Nous sommes au cœur de la Thiérache, verte région bocagère proche des Ardennes, riche de paysages naturels et d’architectures caractéristiques, épargnée par le tourisme de masse. Si la ville de Vervins rend ainsi hommage à Pascal Ceccaldi (1876-1918), c’est peut être moins pour ses activités d’avocat, d’homme politique, de député et de président du conseil général, que pour avoir fondé en 1906 un journal d’opinion dont la particularité est d’avoir résisté à toutes les évolutions techniques depuis plus de cent ans… et d’être toujours présent.
« Le Démocrate de l’Aisne », plus que centenaire, est aujourd’hui le seul journal d’Europe à être encore fabriqué “au plomb“ avec les mêmes techniques qu’au XXe siècle. Malgré les apparences, ce journal n’est pas une reconstitution artificielle : il apporte son lot d’informations locales et nationales à un bon millier d’abonnés qui méritent plus que tout autre le qualificatif de « fidèles ».
Visiter ce journal, pénétrer dans ce qui constitue à la fois le secrétariat de rédaction, l’atelier et l’imprimerie, constitue un rafraîchissant retour vers le passé. Au fond d’un petit square, à l’ombre de l’ancien palais de Justice, un atelier discret, comme un vieux garage de village. Il date de 1875. Au dessus de la porte, une sobre pancarte à la peinture écaillée dont on n’imagine pas qu’on puisse un jour la remplacer. L’intérieur fait penser à une boutique de brocanteur plutôt qu’à une salle de rédaction, mais l’odeur, caractéristique, est celle des ateliers à l’ancienne que connaissaient bien dans les entreprises de presse, ceux qu’on appelait les ouvriers du Livre.
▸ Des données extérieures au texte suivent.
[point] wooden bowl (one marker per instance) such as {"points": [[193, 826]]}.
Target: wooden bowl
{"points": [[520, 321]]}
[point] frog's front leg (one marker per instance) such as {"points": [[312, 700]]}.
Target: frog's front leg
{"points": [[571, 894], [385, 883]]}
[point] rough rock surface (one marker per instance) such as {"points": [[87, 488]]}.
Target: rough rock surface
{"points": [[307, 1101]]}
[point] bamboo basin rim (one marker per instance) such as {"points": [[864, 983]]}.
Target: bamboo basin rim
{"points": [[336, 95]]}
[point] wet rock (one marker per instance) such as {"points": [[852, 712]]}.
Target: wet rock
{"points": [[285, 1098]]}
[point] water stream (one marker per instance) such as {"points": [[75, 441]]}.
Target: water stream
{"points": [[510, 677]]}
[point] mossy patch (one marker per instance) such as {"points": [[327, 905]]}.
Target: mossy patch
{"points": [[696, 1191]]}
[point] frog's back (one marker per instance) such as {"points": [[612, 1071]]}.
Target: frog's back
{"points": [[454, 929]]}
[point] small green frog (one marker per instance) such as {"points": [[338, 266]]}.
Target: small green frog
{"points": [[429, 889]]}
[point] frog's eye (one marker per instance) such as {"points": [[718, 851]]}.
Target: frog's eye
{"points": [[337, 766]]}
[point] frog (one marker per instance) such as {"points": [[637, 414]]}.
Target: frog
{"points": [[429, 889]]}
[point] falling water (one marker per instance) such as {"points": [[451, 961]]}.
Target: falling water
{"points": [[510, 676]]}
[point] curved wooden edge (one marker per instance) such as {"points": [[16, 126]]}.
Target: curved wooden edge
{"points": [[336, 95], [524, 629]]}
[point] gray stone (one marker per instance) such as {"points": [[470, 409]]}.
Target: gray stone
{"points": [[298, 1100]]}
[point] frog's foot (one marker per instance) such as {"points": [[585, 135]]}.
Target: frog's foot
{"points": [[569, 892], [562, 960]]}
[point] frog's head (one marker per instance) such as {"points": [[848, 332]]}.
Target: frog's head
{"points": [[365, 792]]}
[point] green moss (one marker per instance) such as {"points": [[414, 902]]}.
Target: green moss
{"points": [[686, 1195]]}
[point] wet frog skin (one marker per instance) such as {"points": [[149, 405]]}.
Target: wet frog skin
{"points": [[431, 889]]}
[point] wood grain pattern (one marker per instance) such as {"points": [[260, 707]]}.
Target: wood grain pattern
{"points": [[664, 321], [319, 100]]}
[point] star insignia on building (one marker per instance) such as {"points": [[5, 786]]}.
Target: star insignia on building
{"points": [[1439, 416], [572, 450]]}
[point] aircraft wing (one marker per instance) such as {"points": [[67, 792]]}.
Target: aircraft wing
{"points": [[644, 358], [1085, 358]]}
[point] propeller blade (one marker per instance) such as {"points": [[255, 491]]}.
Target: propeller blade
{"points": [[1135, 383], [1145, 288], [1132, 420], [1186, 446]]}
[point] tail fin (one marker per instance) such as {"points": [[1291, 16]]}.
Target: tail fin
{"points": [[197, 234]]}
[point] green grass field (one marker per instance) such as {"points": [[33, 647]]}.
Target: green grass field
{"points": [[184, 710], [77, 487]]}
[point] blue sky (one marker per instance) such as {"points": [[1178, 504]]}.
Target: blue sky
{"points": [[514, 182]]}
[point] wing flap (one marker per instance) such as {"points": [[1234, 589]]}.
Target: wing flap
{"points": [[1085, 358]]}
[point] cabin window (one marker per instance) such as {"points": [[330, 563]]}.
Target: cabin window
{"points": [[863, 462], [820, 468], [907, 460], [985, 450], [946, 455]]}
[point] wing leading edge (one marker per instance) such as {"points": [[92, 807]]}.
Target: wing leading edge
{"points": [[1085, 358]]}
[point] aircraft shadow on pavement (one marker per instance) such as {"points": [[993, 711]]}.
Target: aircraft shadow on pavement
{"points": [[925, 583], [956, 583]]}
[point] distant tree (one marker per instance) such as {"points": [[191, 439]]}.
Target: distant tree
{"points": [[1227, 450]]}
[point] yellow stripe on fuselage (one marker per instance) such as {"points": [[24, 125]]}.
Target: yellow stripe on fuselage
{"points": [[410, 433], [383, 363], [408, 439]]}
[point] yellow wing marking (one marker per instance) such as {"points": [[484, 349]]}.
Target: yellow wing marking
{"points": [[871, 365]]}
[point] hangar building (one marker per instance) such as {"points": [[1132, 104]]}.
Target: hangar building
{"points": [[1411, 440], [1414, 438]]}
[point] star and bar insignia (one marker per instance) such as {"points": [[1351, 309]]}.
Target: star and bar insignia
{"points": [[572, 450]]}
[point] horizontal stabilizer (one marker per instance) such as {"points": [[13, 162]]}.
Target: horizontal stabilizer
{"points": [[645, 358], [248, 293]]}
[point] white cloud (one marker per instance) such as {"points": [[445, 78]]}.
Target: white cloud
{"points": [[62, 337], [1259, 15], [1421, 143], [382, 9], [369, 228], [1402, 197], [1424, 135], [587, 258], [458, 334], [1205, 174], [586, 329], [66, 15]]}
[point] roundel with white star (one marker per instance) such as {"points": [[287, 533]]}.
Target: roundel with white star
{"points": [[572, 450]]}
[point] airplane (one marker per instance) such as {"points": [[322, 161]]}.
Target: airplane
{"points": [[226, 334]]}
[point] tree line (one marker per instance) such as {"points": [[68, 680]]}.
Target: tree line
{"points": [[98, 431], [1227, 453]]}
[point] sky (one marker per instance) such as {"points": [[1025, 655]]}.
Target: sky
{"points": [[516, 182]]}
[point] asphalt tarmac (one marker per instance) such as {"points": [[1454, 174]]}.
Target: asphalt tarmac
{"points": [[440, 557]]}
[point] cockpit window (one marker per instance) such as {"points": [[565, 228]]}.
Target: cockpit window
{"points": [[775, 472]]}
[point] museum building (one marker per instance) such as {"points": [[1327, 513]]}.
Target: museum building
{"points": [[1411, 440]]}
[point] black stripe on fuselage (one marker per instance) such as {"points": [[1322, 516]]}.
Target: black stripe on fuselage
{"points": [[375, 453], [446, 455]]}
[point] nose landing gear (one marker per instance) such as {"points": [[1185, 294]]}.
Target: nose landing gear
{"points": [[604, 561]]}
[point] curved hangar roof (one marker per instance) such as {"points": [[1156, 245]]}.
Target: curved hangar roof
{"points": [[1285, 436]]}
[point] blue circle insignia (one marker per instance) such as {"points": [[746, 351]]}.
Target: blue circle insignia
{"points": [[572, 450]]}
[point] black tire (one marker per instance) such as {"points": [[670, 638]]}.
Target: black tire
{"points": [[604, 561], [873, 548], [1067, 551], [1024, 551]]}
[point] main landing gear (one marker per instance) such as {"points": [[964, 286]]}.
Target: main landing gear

Et puis, lorsque les employés sont à la tâche (il faut une journée pour bâtir une page), ce petit cliquetis bien particulier des caractères tombant les uns après les autres.
Mis à part l’arrivée récente de la photographie, l’aspect du journal n’a guère changé depuis 1906. Quatre pages grand format avec des articles serrés et bien alignés et une impression qui trahit quelquefois son âge. Pas la propreté de l’offset et encore moins la froideur de l’informatique, mais un encrage irrégulier qui ne nuit cependant pas à la lecture. Le contenu : des informations locales et nationales, un volet important pour le patrimoine (dont une inévitable rubrique en patois picard), peu ou pas de faits divers. La dernière page est réservée aux annonces légales. Elle sont les bienvenues, car elles assurent la subsistance financière du journal, plusieurs fois menacé par les dépôts de bilan.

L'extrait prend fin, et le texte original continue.